In the 1970s I was living with my girlfriend, my Eve, away from my Catholic faith. I was responsible for her pregnancy and, like so many Adams do with their Eve’s, I told my girlfriend how it was not a good time for us to have a child, giving her all the lies that many men give to convince their Eves that abortion is the best way out of their problem.
Being the coward I was I didn’t even go with her. My Eve went to the abortion mill all by herself. I rationalized later that maybe if I had gone with her, I would have stopped her at the last moment. A rationalization because, truly, I was a coward and this was nothing more than conscience easing.
My Eve’s behavior quickly changed after the abortion, a change that was parallel to the guilt I was feeling. We went to confession and saw a priest a couple of times for counseling but soon back fell into the same sinful lifestyle.
After a time we parted amicably. It wasn’t until decades later when I was in the seminary that I realized, through the grace of God, that not only was I responsible for the death of my baby but also the wounding of my Eve. I received permission from my spiritual director to look her up. At the meeting I apologized for not standing up for her and our baby. In my apology I mentioned that I had named our baby Mary, and I believed she was in heaven. She then stunned me with, “We have two babies in heaven. I never told you. They were twins.”

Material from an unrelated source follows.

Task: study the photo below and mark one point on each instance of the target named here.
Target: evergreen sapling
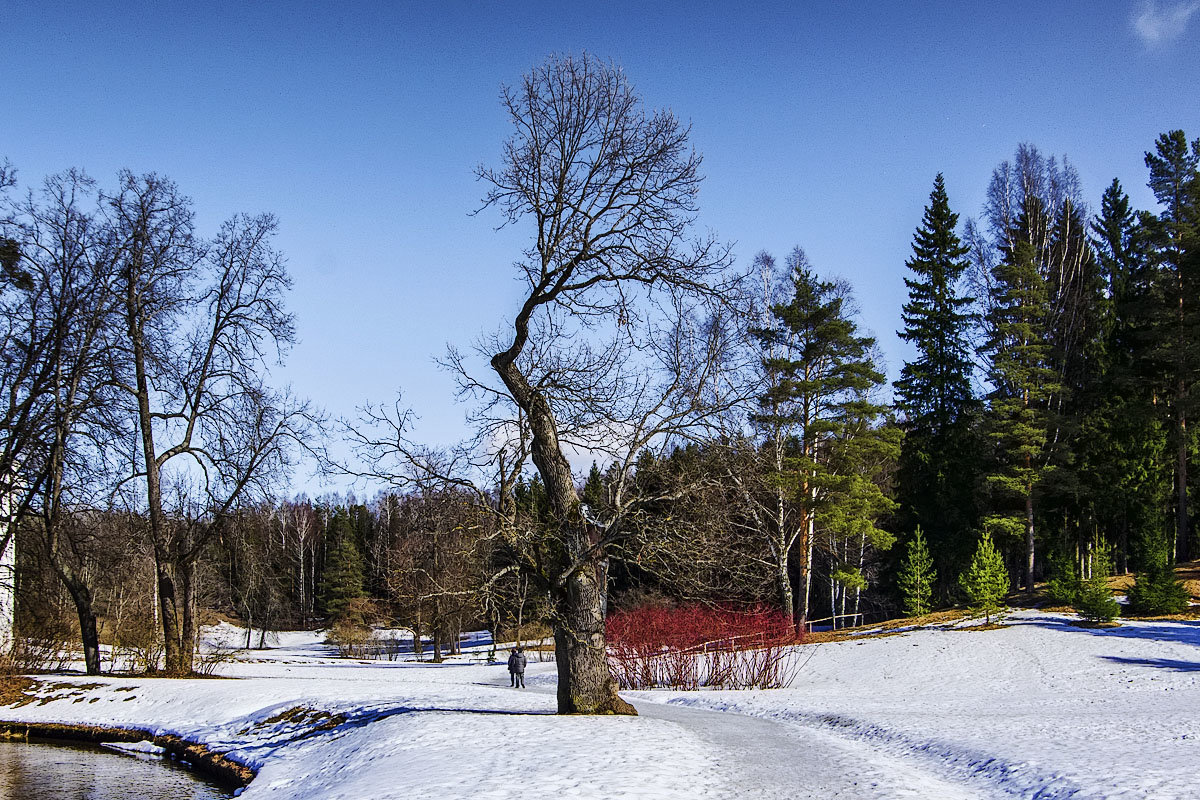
(985, 582)
(917, 577)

At that moment I realized my healing involved the death of two children, Mary and Thomas, and the wounding of one woman, my Eve. I also realized that my apology to her and taking responsibility of the death of our two children removed a big obstacle to our healing.
I have been to three RV weekends. A large part of my ministry involves speaking to men about not being Adams to their Eves and the importance of protecting our women from the wounds of abortion. I encourage all men who have been wounded by an abortion to learn the lesson Jesus’ mercy has taught me and to be Silent No More.